Quatro anos depois de, em 2013, terem apanhado muito boa gente de surpresa com o lançamento do disco de estreia «A Shade Of My Former Self» através da independente francesa Listenable Records, os holandeses The Charm The Fury aumentaram em muito a qualidade do seu “jogo”. Dominado por um registo agressivo impulsionado pelo desdém que os elementos da banda nutrem pelo estado calamitoso do planeta em que vivemos no Séc. XXI, apoiado numa inteligência feroz e num sincero desejo de libertar as massas do torpor em que vivem, a novidade «The Sick, Dumb & Happy» afirma-se como uma potente declaração de intenções na forma como pretende trazer um novo fôlego ao mundo da música pesada. Temas como os singles «Down On The Ropes» ou «Echoes» surgem assentes numa fórmula de metal ultra-moderno e distinto, carregado de balanço e melodia, redefinindo o som do quinteto à luz do crescimento que sofreu desde que, corria o ano de 2010, se juntaram para fazer música. Revelando um crescimento exponencial, em 2017 os The Charm The Fury mostram-se um coletivo no auge dos seus poderes, impulsionado por uma paixão imensa para fazer música que vai direta à jugular e que exige headbanging furioso por parte da sua audiência. À frente do projeto está a indomável Caroline Westendorp, senhora de um registo vocal ultra-dinâmico, capaz de ir do canto melódico a um forte rugido gutural numa questão de segundos, que se afirma como mais uma prova de que uma vocalista feminina no mundo do metal pode ser muito mais que apenas uma ferramenta do marketing para satisfazer as massas.
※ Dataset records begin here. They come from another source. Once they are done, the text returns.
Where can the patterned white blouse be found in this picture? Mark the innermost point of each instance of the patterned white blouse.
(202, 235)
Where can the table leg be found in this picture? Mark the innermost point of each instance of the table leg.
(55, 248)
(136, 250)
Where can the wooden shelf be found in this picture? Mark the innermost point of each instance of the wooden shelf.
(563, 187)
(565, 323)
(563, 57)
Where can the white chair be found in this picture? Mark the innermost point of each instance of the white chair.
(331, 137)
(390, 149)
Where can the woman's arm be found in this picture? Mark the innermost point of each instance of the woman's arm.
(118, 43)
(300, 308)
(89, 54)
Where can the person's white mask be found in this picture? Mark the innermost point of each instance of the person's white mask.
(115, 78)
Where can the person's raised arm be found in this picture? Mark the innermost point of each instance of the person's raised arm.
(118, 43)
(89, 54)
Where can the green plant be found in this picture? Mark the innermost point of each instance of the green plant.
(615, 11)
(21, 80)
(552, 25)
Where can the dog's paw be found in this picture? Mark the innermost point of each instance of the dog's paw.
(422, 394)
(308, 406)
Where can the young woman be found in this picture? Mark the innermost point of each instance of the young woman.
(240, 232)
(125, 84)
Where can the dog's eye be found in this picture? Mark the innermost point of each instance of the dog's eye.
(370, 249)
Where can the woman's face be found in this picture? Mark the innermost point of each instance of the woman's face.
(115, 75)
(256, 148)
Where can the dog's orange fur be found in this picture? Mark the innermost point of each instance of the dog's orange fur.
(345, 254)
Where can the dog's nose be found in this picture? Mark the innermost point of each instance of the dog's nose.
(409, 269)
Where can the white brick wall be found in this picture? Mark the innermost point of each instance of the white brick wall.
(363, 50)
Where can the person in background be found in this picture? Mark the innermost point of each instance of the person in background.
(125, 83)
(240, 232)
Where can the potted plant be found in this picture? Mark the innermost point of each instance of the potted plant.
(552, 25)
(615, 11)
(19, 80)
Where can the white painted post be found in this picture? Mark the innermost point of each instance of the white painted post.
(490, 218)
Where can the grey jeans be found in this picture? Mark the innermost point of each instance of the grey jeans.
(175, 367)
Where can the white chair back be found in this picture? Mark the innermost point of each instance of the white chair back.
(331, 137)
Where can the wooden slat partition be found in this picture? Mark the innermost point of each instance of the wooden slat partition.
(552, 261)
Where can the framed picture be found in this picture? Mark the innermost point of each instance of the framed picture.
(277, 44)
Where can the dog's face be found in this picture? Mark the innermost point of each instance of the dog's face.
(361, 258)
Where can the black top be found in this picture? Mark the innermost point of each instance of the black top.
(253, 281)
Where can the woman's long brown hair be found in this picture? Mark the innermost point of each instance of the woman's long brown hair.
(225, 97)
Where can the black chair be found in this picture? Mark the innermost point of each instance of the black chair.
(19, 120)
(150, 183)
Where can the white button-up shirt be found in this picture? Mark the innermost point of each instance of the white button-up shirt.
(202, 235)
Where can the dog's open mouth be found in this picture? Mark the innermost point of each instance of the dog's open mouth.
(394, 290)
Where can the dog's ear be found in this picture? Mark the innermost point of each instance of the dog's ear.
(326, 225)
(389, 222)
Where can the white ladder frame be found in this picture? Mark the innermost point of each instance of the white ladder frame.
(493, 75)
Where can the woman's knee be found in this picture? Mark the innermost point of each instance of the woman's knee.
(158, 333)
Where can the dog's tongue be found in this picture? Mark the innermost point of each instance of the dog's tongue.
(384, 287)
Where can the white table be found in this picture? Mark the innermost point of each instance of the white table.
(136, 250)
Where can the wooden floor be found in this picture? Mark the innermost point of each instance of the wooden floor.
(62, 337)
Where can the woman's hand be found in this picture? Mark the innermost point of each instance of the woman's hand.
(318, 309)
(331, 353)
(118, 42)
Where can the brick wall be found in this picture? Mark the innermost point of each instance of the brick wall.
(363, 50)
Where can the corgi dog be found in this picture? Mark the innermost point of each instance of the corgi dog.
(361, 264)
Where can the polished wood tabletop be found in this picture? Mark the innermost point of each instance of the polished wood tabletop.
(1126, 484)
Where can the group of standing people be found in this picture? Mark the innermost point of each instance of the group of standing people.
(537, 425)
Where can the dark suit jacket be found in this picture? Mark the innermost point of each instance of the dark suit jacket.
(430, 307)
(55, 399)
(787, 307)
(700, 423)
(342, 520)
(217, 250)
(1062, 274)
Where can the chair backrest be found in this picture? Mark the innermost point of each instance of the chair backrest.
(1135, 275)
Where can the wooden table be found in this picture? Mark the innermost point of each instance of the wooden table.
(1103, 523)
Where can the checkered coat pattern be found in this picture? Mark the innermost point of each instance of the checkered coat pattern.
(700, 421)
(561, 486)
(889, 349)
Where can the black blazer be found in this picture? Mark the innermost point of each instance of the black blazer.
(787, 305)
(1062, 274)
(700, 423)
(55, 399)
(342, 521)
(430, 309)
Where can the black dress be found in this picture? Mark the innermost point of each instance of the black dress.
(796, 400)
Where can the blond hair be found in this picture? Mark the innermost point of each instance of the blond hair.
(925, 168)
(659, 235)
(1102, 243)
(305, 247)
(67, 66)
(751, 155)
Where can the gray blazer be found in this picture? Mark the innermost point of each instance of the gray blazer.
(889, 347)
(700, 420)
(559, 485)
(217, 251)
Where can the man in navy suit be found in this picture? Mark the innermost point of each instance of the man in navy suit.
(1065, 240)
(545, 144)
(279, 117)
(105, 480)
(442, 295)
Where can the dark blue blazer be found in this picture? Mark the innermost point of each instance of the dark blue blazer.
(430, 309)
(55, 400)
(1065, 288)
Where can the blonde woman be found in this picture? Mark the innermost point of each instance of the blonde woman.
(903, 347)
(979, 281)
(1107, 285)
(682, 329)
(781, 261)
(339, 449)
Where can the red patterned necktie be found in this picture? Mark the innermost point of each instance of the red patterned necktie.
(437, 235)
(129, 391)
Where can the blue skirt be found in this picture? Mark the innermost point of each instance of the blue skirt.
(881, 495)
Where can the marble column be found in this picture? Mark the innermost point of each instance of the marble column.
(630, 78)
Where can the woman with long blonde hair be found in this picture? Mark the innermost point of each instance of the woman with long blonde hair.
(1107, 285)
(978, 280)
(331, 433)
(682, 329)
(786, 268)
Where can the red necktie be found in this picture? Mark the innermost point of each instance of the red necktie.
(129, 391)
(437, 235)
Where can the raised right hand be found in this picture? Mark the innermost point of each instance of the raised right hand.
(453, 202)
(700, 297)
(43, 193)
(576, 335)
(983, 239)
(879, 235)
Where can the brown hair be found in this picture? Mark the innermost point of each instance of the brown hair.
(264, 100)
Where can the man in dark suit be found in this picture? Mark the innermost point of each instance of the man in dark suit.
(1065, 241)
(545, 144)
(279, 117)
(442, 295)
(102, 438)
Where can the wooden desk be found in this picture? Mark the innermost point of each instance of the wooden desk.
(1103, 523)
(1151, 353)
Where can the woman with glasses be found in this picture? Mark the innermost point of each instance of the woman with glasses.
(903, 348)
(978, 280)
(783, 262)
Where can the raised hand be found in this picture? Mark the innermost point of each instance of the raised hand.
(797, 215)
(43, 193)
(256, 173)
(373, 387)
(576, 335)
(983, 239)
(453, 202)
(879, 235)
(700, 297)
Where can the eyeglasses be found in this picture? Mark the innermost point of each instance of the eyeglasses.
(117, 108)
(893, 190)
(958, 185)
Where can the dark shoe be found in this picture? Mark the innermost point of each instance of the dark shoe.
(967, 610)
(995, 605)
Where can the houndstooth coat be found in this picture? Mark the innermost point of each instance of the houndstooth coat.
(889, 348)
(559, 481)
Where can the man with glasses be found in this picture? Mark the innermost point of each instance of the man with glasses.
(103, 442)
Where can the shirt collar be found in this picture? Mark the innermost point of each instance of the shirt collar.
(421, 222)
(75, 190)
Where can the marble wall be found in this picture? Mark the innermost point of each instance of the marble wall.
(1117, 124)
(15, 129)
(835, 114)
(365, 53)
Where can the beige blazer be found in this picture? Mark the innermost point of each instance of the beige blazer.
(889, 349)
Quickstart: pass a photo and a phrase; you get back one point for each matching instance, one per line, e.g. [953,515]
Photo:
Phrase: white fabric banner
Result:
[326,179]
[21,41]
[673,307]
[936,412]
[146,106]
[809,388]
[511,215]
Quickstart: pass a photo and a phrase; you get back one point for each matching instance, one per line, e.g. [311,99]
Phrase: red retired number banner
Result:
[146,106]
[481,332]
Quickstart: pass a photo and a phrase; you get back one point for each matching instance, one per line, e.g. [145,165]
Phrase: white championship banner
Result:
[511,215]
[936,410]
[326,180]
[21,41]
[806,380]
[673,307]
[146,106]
Tendo aperfeiçoado a sua expressão musical distinta e inimitável ao longo de um caminho que abrange já uma carreira de quinze anos, os Process Of Guilt são atualmente uma das principais forças motrizes no underground português. Entregando riffs massivos e pesados apoiados numa secção rítmica punitivamente precisa, quase-industrial, a banda lisboeta possui uma intensidade única que atrai ouvintes de um amplo espectro de géneros e sub-géneros da música extrema. Amplamente experimentados quando se trata de tocar ao vivo – tendo partilhado palcos com bandas de nomeada como Godflesh, Cult of Luna ou Napalm Death – as suas performances são exibições puras de ferocidade, que não deixam ninguém indiferente. Com o lançamento de seu terceiro longa-duração «FÆMIN», em 2012, o quarteto formado por Hugo Santos, Nuno David, Custódio Rato e Gonçalo Correia deu finalmente o há muito merecido salto para o reconhecimento internacional – o álbum sucessor de «Erosion» e «Renounce» valeu-lhes duas digressões europeias como cabeças-de-cartaz e um cobiçado slot na edição de 2013 do festival Roadburn, onde atuaram perante uma multidão totalmente rendida à descarga monolítica do quarteto nacional. Já após a edição de um split com os suíços Rorcal, há dois anos, 2017 marca o regresso dos músicos aos discos de longa-duração, com o colossal «Black Earth» a capturar uma vez mais as vibrações orgânicas e industriais já presentes em «FÆMIN» e desenvolvendo-as ainda mais na construção de uma besta hipnótica de proporções gigantescas.

Os bilhetes custam 65 euros (passe três dias) e 35 euros (bilhete diário), à venda nos locais habituais.